Developing the tools to dig deeper into these pattern aggregates is another element of the research on SETA. Rundensteiner wants to empower users to look for far more sophisticated patterns. For example, while her previous tool could be used to look for a sequence of a fixed length (say, instances of a vehicle activating the brakes, swerving, and then stopping), she wants to make it possible, with a single simple stream query, to spot sequences involving an unbounded number of instances (a car swerving an unknown number of times, braking repeatedly, and then coming to a stop, for example). While the number of potential matches to such a query could grow exponentially due to the complexity of the query language, the results promise to be more useful, she said.
To create new event trends analytics tools, Rundensteiner must first design a new query language, which is used to find and retrieve patterns in the data. By allowing users to search for more complicated patterns, the new language will make the tool significantly easier to use. She is also building a new “query engine” to process these sophisticated queries and find the requested patterns or events. A distributed engine, it will run on multiple servers across a cloud network, dramatically increasing its speed.
“Building that engine is a key part of the project,” she said. “Traditionally, an engine might generate all the answers to a query, store them, and then start counting them. That’s too time-consuming and expensive. Current technology might take hours, or even longer, to process a complicated query. Ours will take a few seconds. There’s no point in asking these big questions if you have to wait days for the answers.”

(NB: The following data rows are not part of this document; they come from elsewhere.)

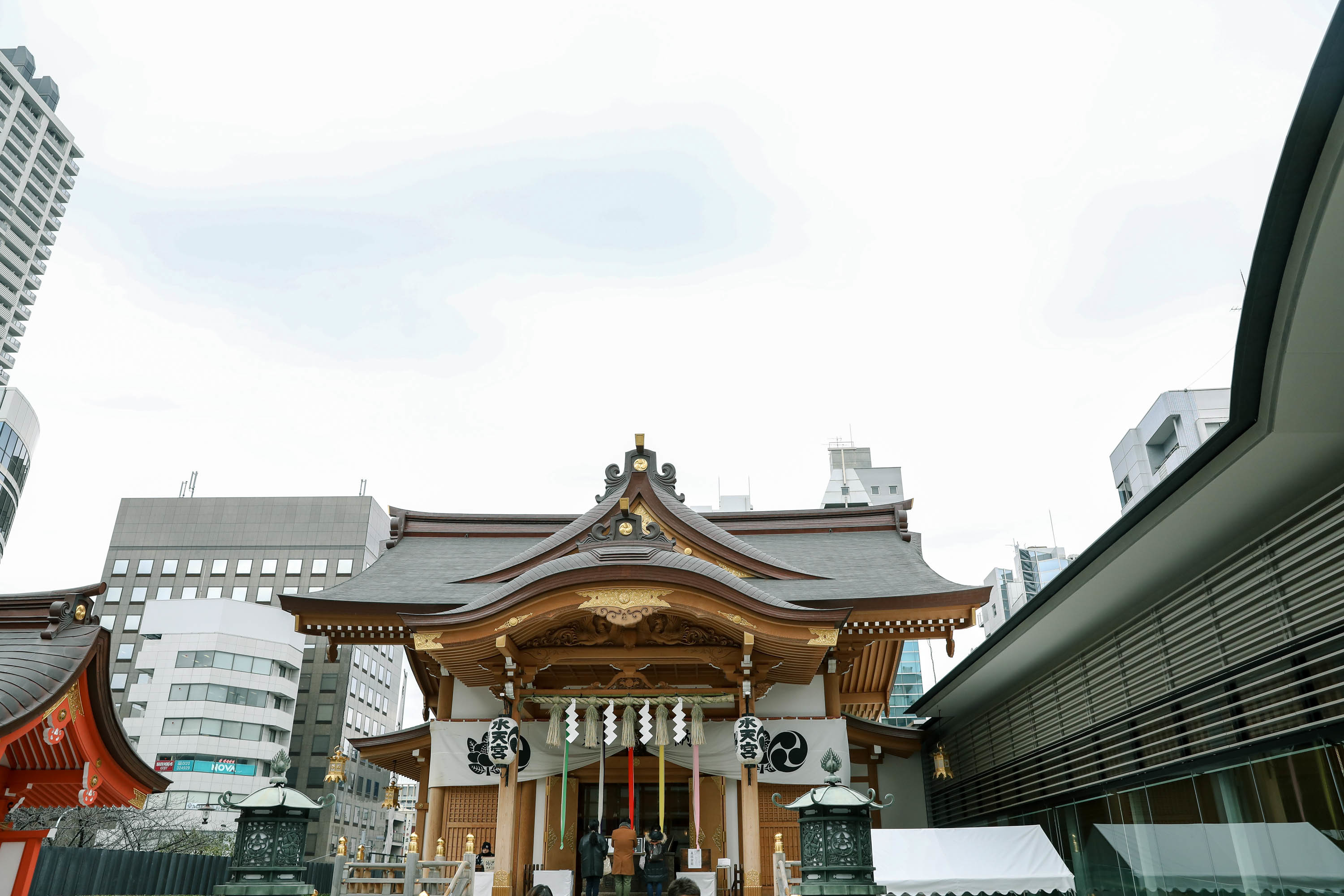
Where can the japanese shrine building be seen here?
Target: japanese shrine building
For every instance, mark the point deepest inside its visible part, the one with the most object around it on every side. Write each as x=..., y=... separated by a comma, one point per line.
x=797, y=617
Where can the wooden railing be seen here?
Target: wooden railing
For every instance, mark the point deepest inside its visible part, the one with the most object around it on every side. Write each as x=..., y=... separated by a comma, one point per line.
x=429, y=878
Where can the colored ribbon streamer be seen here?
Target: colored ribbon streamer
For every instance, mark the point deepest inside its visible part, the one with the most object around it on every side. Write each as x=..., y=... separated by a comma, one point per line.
x=695, y=789
x=601, y=790
x=565, y=785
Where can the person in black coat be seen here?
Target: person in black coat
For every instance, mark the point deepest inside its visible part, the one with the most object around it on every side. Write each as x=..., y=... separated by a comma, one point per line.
x=592, y=859
x=656, y=866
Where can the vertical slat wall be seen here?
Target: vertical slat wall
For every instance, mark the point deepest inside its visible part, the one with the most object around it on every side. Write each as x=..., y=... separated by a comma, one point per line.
x=1249, y=650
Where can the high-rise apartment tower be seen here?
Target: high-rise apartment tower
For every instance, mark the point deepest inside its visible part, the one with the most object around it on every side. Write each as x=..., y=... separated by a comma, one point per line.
x=210, y=691
x=37, y=174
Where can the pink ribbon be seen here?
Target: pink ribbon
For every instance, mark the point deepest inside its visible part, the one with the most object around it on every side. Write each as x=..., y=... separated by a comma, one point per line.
x=695, y=789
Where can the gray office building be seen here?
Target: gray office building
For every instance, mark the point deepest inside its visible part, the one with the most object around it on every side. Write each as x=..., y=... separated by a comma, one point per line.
x=37, y=174
x=210, y=695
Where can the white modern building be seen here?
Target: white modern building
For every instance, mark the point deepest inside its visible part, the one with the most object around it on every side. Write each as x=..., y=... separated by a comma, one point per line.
x=19, y=433
x=214, y=696
x=857, y=482
x=1175, y=425
x=37, y=174
x=1033, y=570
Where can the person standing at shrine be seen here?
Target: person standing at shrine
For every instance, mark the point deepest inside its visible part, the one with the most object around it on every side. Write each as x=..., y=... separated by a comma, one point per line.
x=592, y=860
x=623, y=860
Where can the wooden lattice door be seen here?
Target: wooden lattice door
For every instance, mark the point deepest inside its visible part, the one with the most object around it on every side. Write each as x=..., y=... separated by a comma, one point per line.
x=558, y=859
x=780, y=821
x=468, y=810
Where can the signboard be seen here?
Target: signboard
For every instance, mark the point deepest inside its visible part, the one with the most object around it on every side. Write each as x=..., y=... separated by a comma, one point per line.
x=215, y=766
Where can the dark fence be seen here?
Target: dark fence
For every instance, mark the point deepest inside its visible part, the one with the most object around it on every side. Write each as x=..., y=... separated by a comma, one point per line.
x=72, y=871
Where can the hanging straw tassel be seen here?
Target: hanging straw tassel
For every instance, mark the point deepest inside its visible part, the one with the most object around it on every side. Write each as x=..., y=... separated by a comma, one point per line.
x=592, y=737
x=553, y=731
x=660, y=727
x=628, y=728
x=697, y=724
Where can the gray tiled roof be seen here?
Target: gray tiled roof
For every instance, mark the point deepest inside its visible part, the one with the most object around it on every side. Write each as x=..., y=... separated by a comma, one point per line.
x=857, y=564
x=589, y=559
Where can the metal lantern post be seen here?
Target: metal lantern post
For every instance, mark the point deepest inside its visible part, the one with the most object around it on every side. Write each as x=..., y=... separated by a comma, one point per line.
x=272, y=832
x=835, y=828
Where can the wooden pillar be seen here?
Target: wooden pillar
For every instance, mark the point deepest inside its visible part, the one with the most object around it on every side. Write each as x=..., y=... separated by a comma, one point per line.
x=422, y=805
x=445, y=695
x=433, y=823
x=750, y=814
x=526, y=827
x=506, y=829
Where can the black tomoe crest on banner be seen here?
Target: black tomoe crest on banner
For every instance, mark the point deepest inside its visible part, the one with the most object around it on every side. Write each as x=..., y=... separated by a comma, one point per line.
x=788, y=751
x=479, y=755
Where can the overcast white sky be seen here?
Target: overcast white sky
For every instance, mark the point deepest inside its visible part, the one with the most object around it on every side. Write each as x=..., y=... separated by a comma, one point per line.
x=467, y=250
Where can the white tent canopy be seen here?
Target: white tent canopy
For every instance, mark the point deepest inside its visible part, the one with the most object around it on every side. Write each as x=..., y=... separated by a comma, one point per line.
x=951, y=862
x=1249, y=857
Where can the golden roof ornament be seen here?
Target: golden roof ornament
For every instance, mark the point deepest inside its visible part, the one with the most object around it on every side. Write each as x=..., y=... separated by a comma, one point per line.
x=336, y=766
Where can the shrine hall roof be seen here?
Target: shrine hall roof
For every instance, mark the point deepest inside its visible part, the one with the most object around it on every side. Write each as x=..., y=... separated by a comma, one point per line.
x=857, y=554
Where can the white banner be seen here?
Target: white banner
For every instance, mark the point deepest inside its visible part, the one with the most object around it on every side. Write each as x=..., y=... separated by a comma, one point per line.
x=460, y=758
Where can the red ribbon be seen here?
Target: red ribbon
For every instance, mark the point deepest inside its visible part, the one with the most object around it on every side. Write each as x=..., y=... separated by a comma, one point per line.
x=629, y=775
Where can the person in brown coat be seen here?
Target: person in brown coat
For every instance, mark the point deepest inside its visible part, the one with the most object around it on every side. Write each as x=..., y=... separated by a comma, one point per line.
x=623, y=860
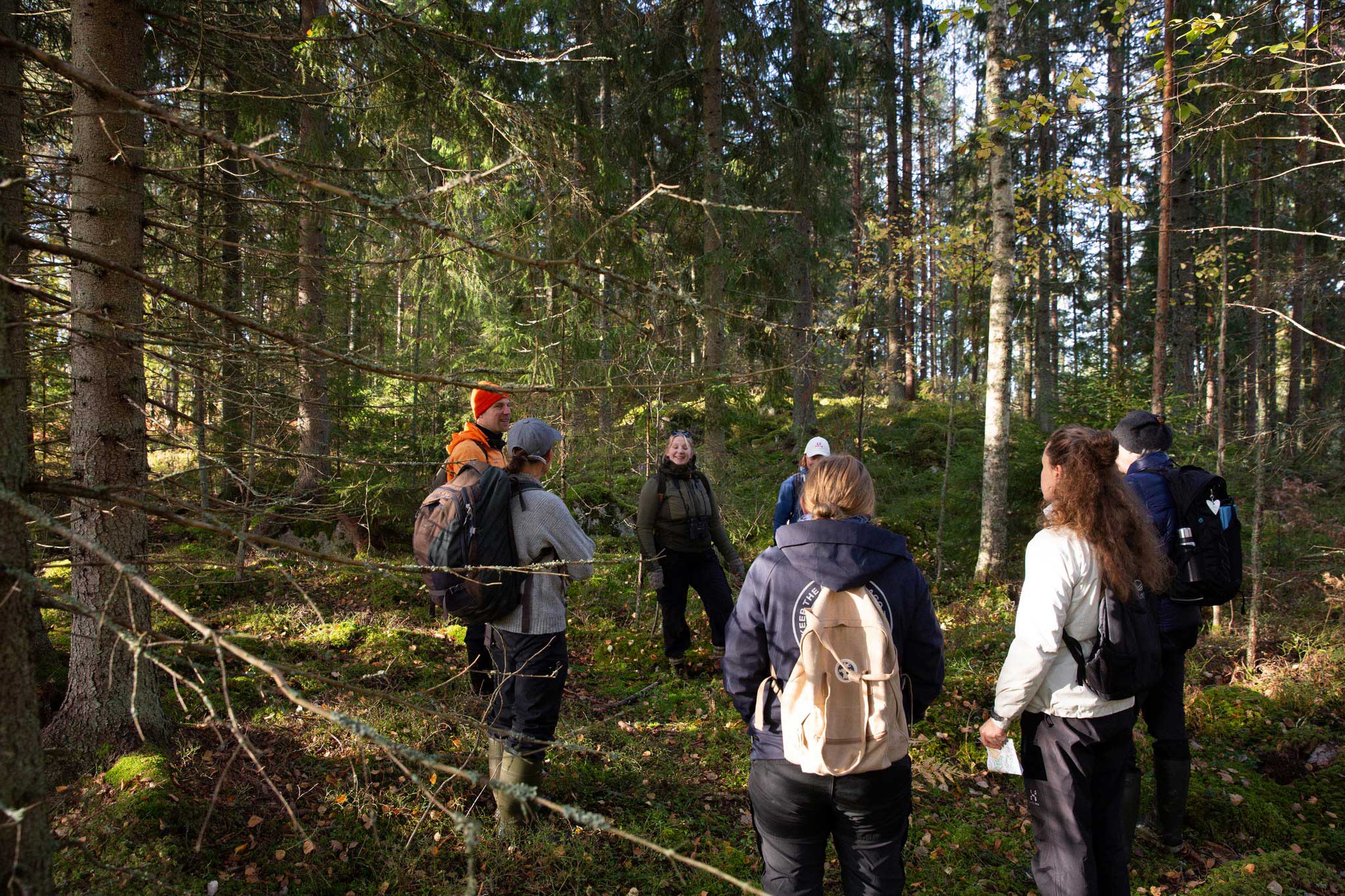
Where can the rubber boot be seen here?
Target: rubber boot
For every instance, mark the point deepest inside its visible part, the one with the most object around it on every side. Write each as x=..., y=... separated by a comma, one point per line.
x=494, y=752
x=1130, y=811
x=512, y=812
x=1172, y=778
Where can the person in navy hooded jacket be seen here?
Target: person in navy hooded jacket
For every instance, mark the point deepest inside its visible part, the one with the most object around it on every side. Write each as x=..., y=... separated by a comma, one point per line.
x=795, y=813
x=1143, y=453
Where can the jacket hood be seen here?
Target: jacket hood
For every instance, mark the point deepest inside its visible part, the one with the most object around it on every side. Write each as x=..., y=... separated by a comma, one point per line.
x=841, y=554
x=681, y=471
x=1152, y=461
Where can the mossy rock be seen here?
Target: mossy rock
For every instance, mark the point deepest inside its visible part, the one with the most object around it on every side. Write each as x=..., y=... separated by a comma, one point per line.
x=144, y=779
x=340, y=636
x=1293, y=872
x=387, y=644
x=1234, y=715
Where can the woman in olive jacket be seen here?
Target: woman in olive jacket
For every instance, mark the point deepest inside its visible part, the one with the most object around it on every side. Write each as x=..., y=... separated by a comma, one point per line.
x=678, y=523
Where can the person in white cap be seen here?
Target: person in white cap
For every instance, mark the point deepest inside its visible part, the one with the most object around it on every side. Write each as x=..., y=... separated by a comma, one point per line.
x=787, y=505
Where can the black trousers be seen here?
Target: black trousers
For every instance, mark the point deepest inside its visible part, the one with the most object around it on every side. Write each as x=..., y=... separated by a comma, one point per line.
x=478, y=658
x=795, y=813
x=1164, y=707
x=699, y=571
x=530, y=672
x=1074, y=770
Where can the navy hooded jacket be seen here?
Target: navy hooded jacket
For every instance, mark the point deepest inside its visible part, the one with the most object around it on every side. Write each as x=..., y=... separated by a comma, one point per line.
x=1152, y=489
x=767, y=622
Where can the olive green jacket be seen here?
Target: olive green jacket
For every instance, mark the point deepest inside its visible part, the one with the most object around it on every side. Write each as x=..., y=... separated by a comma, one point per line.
x=663, y=526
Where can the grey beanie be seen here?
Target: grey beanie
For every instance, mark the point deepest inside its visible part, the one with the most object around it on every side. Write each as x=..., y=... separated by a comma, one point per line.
x=533, y=437
x=1142, y=431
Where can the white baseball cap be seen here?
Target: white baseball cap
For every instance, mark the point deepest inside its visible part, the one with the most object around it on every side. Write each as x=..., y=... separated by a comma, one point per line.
x=817, y=448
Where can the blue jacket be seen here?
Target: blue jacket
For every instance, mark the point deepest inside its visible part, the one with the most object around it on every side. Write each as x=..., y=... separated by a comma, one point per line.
x=838, y=554
x=787, y=505
x=1152, y=489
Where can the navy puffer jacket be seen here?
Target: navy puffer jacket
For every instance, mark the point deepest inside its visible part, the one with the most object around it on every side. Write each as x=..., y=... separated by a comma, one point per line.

The new event trends analytics software, which she is developing with Allison Rozet, a PhD candidate in data science, will be tested using real-world datasets and applications supplied by a health care center and a financial transaction processing company.
“In the health care field, this could save lives,” Rundensteiner said. “We could detect patterns that show how infection is spreading. We could see when, for example, staff are not putting on surgical gowns or washing their hands. We can thus see problems as they unfold, so we can see where the problems are originating. We’re making better tools to get the answers we need from a growing flood of incoming information.”